Or The Colour That Time Forgot. The most accurate recreation of something that never existed outside a paint designer’s cheese dream. It has no FS number but that’s okay – IPMS approves of it.
The question of the right shade of puce to paint a Percival that has pancaked in Portsmouth has always been a bone of contention…and the dogs of the modelling world have chewed it clean. We are just hoping they’ll bury it in the back yard.
We simple modellers are not helped by the labelling on the paint jars – indeed we’re not helped by the fact that there are 45 different makers of paint and they all have proprietary mixes of thinners and cleaners but none of them actually intermix. The days of the Humbrol tinlet and bottle of turpentine are well and truly gone.

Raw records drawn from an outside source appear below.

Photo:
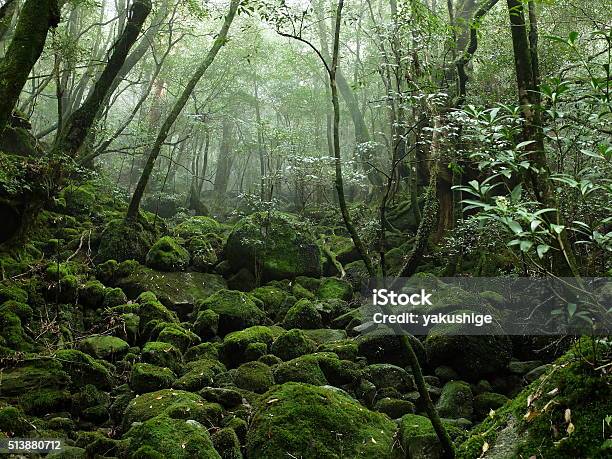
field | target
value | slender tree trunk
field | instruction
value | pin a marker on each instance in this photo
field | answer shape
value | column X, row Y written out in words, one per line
column 35, row 20
column 132, row 212
column 526, row 66
column 78, row 125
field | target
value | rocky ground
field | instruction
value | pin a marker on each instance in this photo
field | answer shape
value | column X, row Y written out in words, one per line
column 187, row 338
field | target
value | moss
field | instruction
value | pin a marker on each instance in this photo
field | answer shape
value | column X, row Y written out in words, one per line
column 333, row 288
column 312, row 422
column 43, row 401
column 254, row 376
column 236, row 310
column 114, row 297
column 167, row 255
column 13, row 421
column 10, row 291
column 83, row 369
column 203, row 351
column 196, row 226
column 175, row 403
column 121, row 240
column 292, row 344
column 303, row 314
column 170, row 438
column 277, row 244
column 487, row 401
column 148, row 378
column 344, row 349
column 456, row 400
column 235, row 344
column 92, row 294
column 227, row 444
column 317, row 369
column 32, row 375
column 178, row 336
column 473, row 357
column 199, row 374
column 162, row 354
column 206, row 324
column 573, row 383
column 394, row 408
column 104, row 347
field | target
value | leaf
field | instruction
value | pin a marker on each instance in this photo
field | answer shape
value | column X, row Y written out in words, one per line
column 542, row 249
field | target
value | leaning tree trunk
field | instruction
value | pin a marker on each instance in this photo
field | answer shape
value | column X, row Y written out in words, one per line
column 132, row 212
column 77, row 126
column 35, row 20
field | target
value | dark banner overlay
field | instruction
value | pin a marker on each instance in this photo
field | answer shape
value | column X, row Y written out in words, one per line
column 423, row 304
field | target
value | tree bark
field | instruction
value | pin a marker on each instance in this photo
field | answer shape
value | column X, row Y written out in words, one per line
column 132, row 212
column 35, row 20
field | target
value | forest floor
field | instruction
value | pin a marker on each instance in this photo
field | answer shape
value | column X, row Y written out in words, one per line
column 189, row 337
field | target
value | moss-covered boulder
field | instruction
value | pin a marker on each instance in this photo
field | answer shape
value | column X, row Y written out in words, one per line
column 292, row 344
column 164, row 437
column 314, row 422
column 276, row 245
column 318, row 369
column 303, row 314
column 174, row 403
column 148, row 378
column 236, row 310
column 167, row 255
column 254, row 376
column 122, row 240
column 473, row 357
column 235, row 344
column 562, row 414
column 162, row 354
column 104, row 347
column 333, row 288
column 456, row 401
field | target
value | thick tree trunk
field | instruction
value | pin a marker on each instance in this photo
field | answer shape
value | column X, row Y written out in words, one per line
column 35, row 20
column 78, row 125
column 132, row 213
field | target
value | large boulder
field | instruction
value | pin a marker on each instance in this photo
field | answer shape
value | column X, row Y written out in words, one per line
column 300, row 420
column 274, row 245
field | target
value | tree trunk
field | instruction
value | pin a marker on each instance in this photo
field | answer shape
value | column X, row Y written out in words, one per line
column 35, row 20
column 77, row 126
column 527, row 77
column 132, row 212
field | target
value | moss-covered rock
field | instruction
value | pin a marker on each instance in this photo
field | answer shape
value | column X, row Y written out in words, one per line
column 277, row 245
column 292, row 344
column 104, row 347
column 227, row 444
column 254, row 376
column 84, row 369
column 313, row 422
column 571, row 391
column 456, row 401
column 165, row 437
column 235, row 344
column 167, row 255
column 303, row 314
column 162, row 354
column 146, row 377
column 121, row 240
column 236, row 310
column 333, row 288
column 473, row 357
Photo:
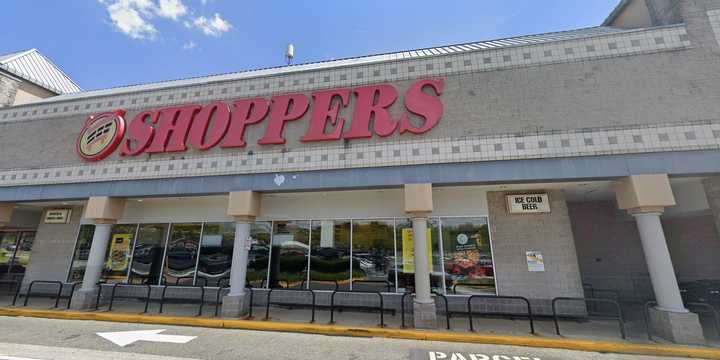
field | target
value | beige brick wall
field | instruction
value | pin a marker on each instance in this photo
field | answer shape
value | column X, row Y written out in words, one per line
column 551, row 234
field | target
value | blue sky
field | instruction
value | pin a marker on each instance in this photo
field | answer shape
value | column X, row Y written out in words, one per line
column 109, row 43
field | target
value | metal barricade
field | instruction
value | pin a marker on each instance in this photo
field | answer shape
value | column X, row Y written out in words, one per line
column 379, row 294
column 73, row 286
column 112, row 294
column 201, row 302
column 619, row 318
column 48, row 282
column 388, row 285
column 334, row 282
column 494, row 297
column 267, row 305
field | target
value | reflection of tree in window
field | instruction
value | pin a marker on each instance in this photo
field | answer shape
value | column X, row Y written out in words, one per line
column 330, row 254
column 148, row 253
column 181, row 254
column 117, row 255
column 288, row 262
column 80, row 255
column 216, row 250
column 406, row 274
column 468, row 258
column 259, row 253
column 373, row 253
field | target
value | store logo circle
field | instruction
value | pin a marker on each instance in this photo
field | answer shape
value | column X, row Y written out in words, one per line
column 101, row 135
column 462, row 239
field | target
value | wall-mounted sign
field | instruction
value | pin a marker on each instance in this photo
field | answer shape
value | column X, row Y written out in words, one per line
column 528, row 203
column 57, row 216
column 409, row 250
column 223, row 124
column 535, row 261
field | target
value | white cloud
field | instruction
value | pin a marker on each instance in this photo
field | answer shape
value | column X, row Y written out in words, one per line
column 189, row 45
column 134, row 17
column 171, row 9
column 129, row 16
column 214, row 26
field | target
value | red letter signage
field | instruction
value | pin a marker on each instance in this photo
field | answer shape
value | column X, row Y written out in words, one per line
column 218, row 123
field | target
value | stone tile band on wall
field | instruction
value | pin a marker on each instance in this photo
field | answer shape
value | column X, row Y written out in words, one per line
column 714, row 16
column 582, row 168
column 628, row 43
column 683, row 136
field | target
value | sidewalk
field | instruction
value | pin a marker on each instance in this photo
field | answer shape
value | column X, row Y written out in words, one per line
column 591, row 335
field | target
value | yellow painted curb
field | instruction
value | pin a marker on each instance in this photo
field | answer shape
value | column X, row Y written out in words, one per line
column 567, row 344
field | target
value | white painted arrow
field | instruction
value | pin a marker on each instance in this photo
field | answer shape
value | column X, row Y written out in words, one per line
column 122, row 338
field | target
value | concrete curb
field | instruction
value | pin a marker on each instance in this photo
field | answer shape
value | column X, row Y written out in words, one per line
column 567, row 344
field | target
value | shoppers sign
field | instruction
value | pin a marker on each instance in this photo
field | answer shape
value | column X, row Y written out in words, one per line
column 224, row 124
column 57, row 216
column 528, row 203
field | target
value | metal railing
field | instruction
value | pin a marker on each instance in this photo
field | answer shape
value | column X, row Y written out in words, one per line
column 15, row 290
column 618, row 310
column 388, row 285
column 498, row 297
column 47, row 282
column 113, row 296
column 331, row 282
column 267, row 304
column 381, row 308
column 201, row 302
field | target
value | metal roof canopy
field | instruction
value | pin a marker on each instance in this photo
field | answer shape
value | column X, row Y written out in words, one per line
column 33, row 66
column 354, row 61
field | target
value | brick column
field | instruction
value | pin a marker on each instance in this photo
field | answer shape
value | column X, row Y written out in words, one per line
column 6, row 211
column 243, row 206
column 419, row 204
column 645, row 198
column 102, row 211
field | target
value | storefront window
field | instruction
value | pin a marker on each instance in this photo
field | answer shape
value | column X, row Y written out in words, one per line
column 117, row 259
column 22, row 254
column 288, row 258
column 468, row 257
column 215, row 254
column 82, row 250
column 8, row 244
column 373, row 254
column 330, row 255
column 405, row 258
column 148, row 254
column 259, row 254
column 182, row 254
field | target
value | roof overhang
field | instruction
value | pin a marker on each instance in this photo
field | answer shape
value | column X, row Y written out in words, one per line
column 616, row 12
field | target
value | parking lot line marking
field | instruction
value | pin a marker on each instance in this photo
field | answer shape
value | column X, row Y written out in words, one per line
column 537, row 341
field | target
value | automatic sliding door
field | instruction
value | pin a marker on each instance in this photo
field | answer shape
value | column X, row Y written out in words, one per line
column 148, row 254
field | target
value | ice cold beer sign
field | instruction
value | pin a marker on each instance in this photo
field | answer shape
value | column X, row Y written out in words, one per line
column 528, row 203
column 224, row 123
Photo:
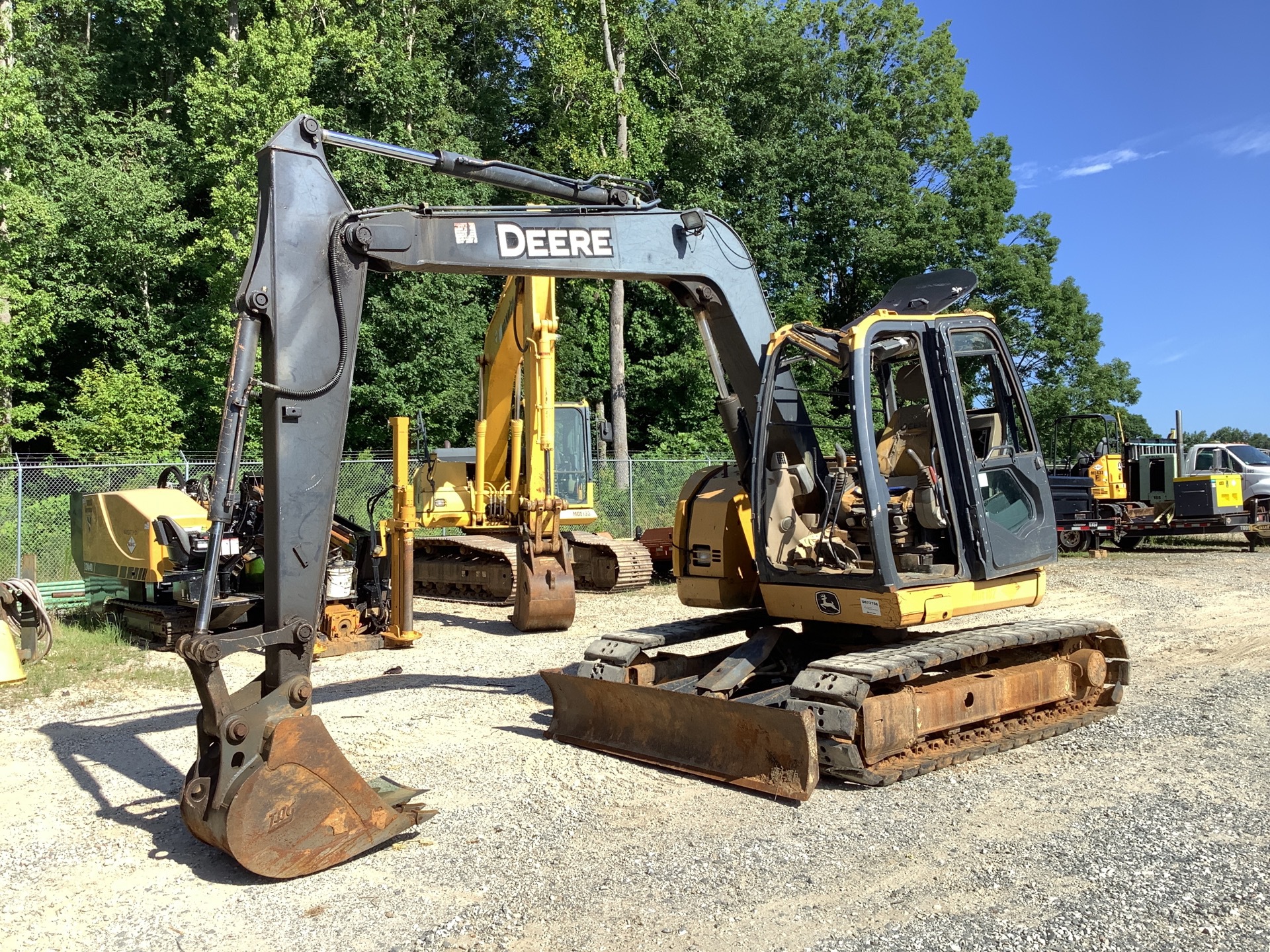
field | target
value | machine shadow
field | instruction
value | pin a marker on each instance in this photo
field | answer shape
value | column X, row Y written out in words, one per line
column 118, row 746
column 529, row 684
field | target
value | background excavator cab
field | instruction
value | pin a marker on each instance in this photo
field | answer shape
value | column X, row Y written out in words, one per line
column 1091, row 446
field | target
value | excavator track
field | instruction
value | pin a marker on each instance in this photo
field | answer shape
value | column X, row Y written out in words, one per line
column 160, row 625
column 466, row 569
column 873, row 715
column 851, row 680
column 603, row 564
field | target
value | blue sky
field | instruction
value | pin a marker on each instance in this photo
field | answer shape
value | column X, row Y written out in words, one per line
column 1143, row 128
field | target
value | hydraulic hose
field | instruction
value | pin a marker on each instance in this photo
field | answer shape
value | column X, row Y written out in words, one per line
column 333, row 249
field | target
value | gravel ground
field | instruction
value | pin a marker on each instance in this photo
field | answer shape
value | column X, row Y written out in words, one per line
column 1144, row 832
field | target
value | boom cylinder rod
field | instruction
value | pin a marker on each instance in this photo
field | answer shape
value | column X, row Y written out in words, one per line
column 502, row 175
column 712, row 352
column 229, row 454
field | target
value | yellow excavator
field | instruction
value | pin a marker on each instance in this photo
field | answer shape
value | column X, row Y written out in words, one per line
column 531, row 471
column 888, row 476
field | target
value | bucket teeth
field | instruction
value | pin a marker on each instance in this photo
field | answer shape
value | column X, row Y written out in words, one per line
column 304, row 809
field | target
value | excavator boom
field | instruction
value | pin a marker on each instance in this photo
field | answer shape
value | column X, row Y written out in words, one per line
column 270, row 786
column 806, row 527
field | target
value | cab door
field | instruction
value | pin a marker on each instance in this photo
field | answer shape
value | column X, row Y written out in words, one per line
column 1011, row 510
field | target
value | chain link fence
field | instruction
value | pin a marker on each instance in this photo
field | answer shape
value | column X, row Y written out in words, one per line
column 34, row 498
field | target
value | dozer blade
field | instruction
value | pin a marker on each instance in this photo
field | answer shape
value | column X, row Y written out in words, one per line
column 761, row 748
column 545, row 597
column 302, row 810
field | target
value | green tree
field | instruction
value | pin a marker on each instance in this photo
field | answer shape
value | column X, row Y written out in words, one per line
column 118, row 413
column 27, row 221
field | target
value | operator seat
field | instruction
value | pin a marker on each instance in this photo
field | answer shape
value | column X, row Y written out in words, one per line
column 908, row 428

Ah, well, I suppose if we resort to the colour call-out on the instruction sheet it will save us. The fact that it doesn’t match any known image – even the picture on the top of the kit box – is immaterial. if the instruction sheet says it is right, it is right. The people who point out that the kit maker makes paint and would sell you anything they turn out in pots are just being cynics.
For my part, I think the only really safe way to get an authentic colour for a model is to go to a museum where a preserved example of the thing is sitting. Take a screwdriver and prise off one of the panels and bring it home. Match the colour under plain daylight and make a note for future reference. If it needs to be a mixture of shades, make a good big 5-gallon tin – you never can tell when you’ll want to make another model of the same thing.
If you are an armour modeller you may need more than a screwdriver in the museum.